Architecture Overview

High-Level Architecture

flowchart TB
    subgraph External["External Clients"]
        EC1[Web Apps]
        EC2[Mobile Apps]
        EC3[Partner APIs]
        EC4[External AI Consumers]
    end

    subgraph GlobalRouting["Global Traffic Routing"]
        AFD[Azure Front Door]
    end

    subgraph Region1["Primary Region - East US"]
        subgraph APIM1["Azure API Management Premium"]
            AG1[API Gateway<br/>External APIs]
            AIG1[AI Gateway<br/>GenAI Services]
        end

        subgraph ACA1["Azure Container Apps Environment"]
            MS1[Microservice A]
            MS2[Microservice B]
            MS3[Microservice C]
            MS4[AI Orchestrator Service]
        end

        subgraph AI1["Azure OpenAI Services"]
            AOAI1_PTU[Azure OpenAI<br/>PTU Instance]
            AOAI1_PAYG[Azure OpenAI<br/>PAYG Instance]
        end
    end

    subgraph Region2["Secondary Region - West US"]
        subgraph APIM2["Azure API Management Premium"]
            AG2[API Gateway<br/>External APIs]
            AIG2[AI Gateway<br/>GenAI Services]
        end

        subgraph ACA2["Azure Container Apps Environment"]
            MS1B[Microservice A]
            MS2B[Microservice B]
            MS3B[Microservice C]
            MS4B[AI Orchestrator Service]
        end

        subgraph AI2["Azure OpenAI Services"]
            AOAI2_PTU[Azure OpenAI<br/>PTU Instance]
            AOAI2_PAYG[Azure OpenAI<br/>PAYG Instance]
        end
    end

    EC1 --> AFD
    EC2 --> AFD
    EC3 --> AFD
    EC4 --> AFD

    AFD --> AG1
    AFD --> AG2
    AFD --> AIG1
    AFD --> AIG2

    AG1 --> MS1
    AG1 --> MS2
    AG1 --> MS3

    AIG1 --> MS4
    MS4 --> AIG1
    AIG1 --> AOAI1_PTU
    AIG1 --> AOAI1_PAYG

    MS1 --> AIG1
    MS2 --> AIG1
    MS3 --> AIG1

    AG2 --> MS1B
    AG2 --> MS2B
    AG2 --> MS3B

    AIG2 --> MS4B
    MS4B --> AIG2
    AIG2 --> AOAI2_PTU
    AIG2 --> AOAI2_PAYG

    MS1B --> AIG2
    MS2B --> AIG2
    MS3B --> AIG2

Key Components

Component Purpose Azure Service
Global Traffic Router Latency-based routing, failover, WAF Azure Front Door
API Gateway External/internal API management, routing, security Azure API Management Premium
AI Gateway GenAI request management, load balancing, token limits Azure API Management Premium
Microservices Platform Containerized workloads Azure Container Apps
AI Services LLM inference, embeddings Azure OpenAI Service

Architecture Decision: Combined vs.

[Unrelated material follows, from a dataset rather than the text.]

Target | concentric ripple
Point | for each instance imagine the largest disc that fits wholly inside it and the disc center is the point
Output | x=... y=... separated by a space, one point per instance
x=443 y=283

Separate Gateways

Option 1: Single Combined Gateway

A single APIM instance handles both traditional API traffic and AI/GenAI traffic.

flowchart LR
    subgraph Clients
        C1[External Clients]
        C2[Internal Services]
    end

    subgraph CombinedGateway["Single APIM Instance"]
        APIs[Traditional APIs]
        AIAPIs[AI APIs]
    end

    subgraph Backend
        MS[Microservices]
        AI[Azure OpenAI]
    end

    C1 --> CombinedGateway
    C2 --> CombinedGateway
    APIs --> MS
    AIAPIs --> AI

Pros: - Simpler management with single control plane - Lower operational overhead - Unified monitoring and logging - Cost-effective for smaller deployments

Cons: - Risk of noisy neighbor issues between AI and regular API traffic - AI workloads may consume disproportionate resources - Difficult to apply different SLAs and rate limiting strategies - Scaling constraints (AI traffic spikes affect all APIs)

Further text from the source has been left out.